Rena menghampiri membawa 2 batang rokok.
" gw tahu lu gak punya uang sama sekali, makan dulu baru gw kasih rokok" kata Rena terlihat licik sekali menyuruhku untuk makan.
Mau tak mau aku makan nasi demi 2 batang rokok! Betapa menyedihkannya aku yang tak memiliki uang sama sekali.
Setelah makan perutku begitu sakit bukan main, rasanya melilit lilit dan mual.
" lu ngeracun gw ya..." kataku mual.
Makanan gw muntahkan, perut gw begitu sakit bahkan gw tak mampu menahan rasa sakitnya.
" lu kena maag?"
" gw gak mungkin dan mustahil kena maag"
" tapi dari kemaren lu makan dikit dikit" kata Rena.
Rasa sakit perlahan-lahan mulai mereda, dan Rena memberi obat maag. Aku sendiri tak tahu dan tak pernah merasakan maag tapi lambung benar-benar perih bukan main.
Aku memilih diam sembari merokok, Rena kembali memberi makanan ringan.
Deru mesin terdengar merapat, seseorang mengendap endap memberi minuman dan beberapa bungkus rokok sebagai upeti untuk Sang ketua preman kampung. Aku segera menyembunyikannya di kamar agar Rena tak marah dan membuangnya.
" mau kemana?" tanya Rena.
" kamar"
" roti belum lu abisin"
Aku membawanya menuju kamar, menikmati bersama minuman haram dan rokok.
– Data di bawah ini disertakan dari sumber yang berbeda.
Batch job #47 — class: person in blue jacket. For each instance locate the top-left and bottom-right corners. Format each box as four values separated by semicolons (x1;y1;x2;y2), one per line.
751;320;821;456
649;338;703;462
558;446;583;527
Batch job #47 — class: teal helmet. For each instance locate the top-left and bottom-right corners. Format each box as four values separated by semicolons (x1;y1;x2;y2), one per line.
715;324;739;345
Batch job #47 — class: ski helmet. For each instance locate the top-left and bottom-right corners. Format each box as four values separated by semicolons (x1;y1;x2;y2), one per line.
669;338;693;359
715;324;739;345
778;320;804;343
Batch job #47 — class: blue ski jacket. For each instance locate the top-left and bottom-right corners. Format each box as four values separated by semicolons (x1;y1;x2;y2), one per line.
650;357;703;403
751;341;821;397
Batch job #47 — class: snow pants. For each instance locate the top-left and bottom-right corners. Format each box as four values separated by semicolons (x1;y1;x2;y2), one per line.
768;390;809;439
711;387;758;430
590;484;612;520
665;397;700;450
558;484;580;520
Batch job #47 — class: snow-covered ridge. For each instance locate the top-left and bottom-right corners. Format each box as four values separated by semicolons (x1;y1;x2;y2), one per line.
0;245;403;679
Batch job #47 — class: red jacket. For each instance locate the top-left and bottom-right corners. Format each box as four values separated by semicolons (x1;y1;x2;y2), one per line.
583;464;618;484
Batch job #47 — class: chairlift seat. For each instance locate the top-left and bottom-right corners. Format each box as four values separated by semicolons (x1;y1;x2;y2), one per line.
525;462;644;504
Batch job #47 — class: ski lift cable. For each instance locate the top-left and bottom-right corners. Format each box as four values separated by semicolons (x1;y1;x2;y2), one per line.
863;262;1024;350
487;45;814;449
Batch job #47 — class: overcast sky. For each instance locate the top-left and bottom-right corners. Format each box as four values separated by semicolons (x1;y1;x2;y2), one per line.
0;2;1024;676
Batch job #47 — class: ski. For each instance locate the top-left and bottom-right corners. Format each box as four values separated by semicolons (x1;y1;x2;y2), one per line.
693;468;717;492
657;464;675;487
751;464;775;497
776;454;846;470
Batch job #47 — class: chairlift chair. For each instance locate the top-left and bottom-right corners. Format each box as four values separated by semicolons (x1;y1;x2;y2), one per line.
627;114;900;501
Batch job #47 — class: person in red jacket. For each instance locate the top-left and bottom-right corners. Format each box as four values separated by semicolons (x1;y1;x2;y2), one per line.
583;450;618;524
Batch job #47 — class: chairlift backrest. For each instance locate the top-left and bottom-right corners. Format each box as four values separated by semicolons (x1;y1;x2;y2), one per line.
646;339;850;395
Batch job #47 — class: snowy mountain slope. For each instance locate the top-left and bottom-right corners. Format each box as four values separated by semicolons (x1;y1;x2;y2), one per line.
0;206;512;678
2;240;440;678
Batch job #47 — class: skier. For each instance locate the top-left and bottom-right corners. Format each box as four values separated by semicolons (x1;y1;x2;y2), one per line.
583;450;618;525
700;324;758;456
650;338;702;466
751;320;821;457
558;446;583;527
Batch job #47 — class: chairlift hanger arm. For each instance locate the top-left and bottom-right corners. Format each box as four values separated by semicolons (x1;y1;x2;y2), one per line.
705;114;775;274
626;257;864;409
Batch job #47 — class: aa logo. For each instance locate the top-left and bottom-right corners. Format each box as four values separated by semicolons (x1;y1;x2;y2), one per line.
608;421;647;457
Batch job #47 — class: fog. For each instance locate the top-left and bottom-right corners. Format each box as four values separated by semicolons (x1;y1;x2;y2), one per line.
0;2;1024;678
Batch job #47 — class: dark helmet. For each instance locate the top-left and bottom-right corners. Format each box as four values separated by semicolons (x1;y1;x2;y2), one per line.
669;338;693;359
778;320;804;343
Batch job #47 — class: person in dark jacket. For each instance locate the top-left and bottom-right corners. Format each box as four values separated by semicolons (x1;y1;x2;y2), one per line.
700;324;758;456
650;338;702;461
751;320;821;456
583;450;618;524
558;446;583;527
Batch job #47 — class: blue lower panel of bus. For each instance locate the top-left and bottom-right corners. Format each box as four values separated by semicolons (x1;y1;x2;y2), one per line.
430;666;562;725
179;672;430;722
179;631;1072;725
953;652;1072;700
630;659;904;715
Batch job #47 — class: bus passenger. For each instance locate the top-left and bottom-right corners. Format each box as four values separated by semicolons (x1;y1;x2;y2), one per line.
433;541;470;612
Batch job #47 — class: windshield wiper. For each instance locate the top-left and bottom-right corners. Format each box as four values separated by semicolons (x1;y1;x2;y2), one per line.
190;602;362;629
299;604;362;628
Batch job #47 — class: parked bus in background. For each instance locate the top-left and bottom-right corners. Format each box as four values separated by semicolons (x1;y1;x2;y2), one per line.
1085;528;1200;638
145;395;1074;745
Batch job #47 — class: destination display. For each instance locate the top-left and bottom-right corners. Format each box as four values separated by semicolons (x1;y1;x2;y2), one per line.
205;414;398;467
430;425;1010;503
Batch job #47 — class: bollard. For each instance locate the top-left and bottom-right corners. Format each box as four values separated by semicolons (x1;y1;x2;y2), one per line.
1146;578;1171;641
Pikiranku begitu tenang menikmati ini semua ditambah pengeras suara memutar lagu agar aku tak mendengar apapun yang terjadi di luar kamar. Minuman ini memang membuat lambungku mulai terasa sakit kembali tapi aku tetap menenggak tanpa memperdulikan rasa sakit.
Begitu tenang, hening dan semua memudar.
......
Aku terbangun dengan kepala begitu sakit dan berputar putar, bau menyengat menyeruak masuk hidung. Ruangan serba putih menusuk bola mata.
Suara suara manusia mulai terdengar dan wajah Rena kini terlihat dengan jelas.
" akhirnya lu sadar"
" gw dimana Ren?" tanyaku.
" lu di tumah sakit"
" kenapa?"
" lu hampir mati"
Aku terdiam, dokter memeriksa ini itu anu dengan segala nasihat yang tak berkesudahan hingga mulut berbusa tanpa perlu mengunyah sabun. Aku hanya diam tak ingin mendengar dan ingin segera keluar dari sini. Aku mencoba mencabut selang infus tapi dihalangi oleh Rena.